Two Security Camera Studies
From San Francisco:
San Francisco’s Community Safety Camera Program was launched in late 2005 with the dual goals of fighting crime and providing police investigators with a retroactive investigatory tool. The program placed more than 70 non-monitored cameras in mainly high-crime areas throughout the city. This report released today (January 9, 2009) consists of a multi-disciplinary collaboration examining the program’s technical aspects, management and goals, and policy components, as well as a quasi-experimental statistical evaluation of crime reports in order to provide a comprehensive evaluation of the program’s effectiveness. The results find that while the program did result in a 20% reduction in property crime within the view of the cameras, other forms of crime were not affected, including violent crime, one of the primary targets of the program.
From the UK:
The first study of its kind into the effectiveness of surveillance cameras revealed that almost every Scotland Yard murder inquiry uses their footage as evidence.
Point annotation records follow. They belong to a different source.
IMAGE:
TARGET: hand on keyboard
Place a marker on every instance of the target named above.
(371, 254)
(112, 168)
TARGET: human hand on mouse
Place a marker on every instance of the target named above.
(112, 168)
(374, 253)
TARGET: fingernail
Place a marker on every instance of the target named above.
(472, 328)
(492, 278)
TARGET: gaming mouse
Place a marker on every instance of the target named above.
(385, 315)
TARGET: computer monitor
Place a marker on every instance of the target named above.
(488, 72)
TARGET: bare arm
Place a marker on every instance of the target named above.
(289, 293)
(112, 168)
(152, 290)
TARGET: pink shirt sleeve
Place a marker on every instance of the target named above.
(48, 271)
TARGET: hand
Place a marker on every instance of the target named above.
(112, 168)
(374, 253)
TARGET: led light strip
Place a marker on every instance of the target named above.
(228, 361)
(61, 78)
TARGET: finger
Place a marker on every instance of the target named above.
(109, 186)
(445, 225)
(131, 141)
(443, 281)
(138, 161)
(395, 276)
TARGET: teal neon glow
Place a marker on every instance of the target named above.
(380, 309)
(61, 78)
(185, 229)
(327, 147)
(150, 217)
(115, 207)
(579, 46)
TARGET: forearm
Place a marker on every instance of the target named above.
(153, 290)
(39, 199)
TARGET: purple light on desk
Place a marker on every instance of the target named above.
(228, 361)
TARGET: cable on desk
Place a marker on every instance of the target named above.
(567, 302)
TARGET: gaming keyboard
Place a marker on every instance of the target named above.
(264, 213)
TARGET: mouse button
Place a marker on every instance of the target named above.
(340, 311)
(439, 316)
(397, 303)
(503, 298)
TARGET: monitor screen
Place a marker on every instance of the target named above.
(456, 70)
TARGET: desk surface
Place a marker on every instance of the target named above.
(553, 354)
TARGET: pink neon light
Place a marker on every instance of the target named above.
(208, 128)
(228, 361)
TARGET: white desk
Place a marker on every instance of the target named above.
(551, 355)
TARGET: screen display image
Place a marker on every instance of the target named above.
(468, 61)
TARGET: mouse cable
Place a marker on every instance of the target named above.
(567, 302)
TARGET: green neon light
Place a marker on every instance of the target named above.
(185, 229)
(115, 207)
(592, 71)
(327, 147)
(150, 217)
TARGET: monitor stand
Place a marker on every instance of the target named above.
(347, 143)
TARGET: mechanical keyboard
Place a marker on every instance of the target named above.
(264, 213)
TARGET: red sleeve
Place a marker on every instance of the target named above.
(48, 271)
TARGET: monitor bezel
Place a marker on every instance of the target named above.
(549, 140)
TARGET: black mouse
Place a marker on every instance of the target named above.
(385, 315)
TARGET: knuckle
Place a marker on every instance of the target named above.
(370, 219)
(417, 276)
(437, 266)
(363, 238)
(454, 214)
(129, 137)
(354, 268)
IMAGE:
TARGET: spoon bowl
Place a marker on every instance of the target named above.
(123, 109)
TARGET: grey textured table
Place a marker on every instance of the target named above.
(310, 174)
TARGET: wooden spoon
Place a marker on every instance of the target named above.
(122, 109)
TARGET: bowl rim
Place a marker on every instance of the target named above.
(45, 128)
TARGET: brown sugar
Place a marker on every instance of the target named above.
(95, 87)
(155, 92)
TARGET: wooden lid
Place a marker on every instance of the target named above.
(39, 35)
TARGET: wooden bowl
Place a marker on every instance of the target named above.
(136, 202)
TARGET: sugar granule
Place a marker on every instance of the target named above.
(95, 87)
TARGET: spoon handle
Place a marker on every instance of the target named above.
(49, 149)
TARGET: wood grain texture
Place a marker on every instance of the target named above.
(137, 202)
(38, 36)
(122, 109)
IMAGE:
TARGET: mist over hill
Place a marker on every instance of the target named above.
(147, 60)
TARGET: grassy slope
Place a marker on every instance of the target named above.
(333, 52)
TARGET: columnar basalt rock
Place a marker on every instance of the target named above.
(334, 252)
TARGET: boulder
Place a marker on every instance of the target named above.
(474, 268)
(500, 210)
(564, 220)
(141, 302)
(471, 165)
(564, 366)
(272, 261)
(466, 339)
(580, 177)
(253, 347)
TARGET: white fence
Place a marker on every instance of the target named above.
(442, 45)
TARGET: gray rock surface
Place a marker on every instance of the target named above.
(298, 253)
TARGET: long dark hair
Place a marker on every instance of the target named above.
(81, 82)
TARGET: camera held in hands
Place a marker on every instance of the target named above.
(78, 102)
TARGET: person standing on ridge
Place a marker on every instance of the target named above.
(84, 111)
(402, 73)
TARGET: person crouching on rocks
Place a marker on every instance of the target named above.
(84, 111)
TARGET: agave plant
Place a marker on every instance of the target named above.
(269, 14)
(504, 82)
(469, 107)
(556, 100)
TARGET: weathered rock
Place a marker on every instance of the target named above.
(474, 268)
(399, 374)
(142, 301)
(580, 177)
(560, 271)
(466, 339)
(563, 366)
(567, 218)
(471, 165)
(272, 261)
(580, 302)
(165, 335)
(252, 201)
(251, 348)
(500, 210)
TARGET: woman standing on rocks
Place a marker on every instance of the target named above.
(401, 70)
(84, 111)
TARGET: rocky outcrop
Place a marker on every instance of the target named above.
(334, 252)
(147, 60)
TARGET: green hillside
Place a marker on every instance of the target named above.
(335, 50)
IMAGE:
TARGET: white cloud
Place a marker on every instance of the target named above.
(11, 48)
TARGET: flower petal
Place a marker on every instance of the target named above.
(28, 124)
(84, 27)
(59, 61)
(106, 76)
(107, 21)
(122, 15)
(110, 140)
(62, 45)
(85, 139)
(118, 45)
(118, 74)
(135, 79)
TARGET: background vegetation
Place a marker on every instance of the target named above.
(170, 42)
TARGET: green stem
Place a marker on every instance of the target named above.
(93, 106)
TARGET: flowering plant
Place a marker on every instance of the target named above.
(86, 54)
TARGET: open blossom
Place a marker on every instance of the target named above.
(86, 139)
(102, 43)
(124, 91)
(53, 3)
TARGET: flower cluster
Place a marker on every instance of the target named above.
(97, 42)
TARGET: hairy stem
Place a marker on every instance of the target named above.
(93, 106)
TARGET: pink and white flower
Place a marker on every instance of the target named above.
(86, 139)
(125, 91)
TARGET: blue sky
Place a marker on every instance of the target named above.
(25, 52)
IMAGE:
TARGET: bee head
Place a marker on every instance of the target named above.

In 90 murder cases over a one year period, CCTV was used in 86 investigations, and senior officers said it helped to solve 65 cases by capturing the murder itself on film, or tracking the movements of the suspects before or after an attack.
In a third of the cases a good quality still image was taken from the footage from which witnesses identified the killer.
My own writing on security cameras is here. The question isn’t whether they’re useful or not, but whether their benefits are worth the costs.
Clive Robinson • January 13, 2009 8:01 AM
Hmm,
“quasi-experimental statistical evaluation… …the program did result in a 20% reduction in property crime within the view of the cameras”
What about property crime outside of the view of the cameras?
Did it go down up or stayed the same proportionate to the general trend of adjacent areas without CCTV coverage.
There have been findings in the UK that although there are short term gains in the covered area for aprehension and conviction in the long term rate tends to be slightly worse than befor.
Various reasons have been fielded primarily that the criminals either take precautions to hid their identity or they move to adjacent areas. And it has been sugested that a combination of both has actually made the figures worse than would otherwise be the case.
The problem is that these things are very difficult to assess in a truly independent and statisticaly sound way.
What the first study does show (and is confirmed by many UK findings) is that “spur of the moment” crime (usually violent) is unchanged by CCTV.
And to be quite honest what would I rather see a reduction in “property crime” or “violent crime” in it’s various forms.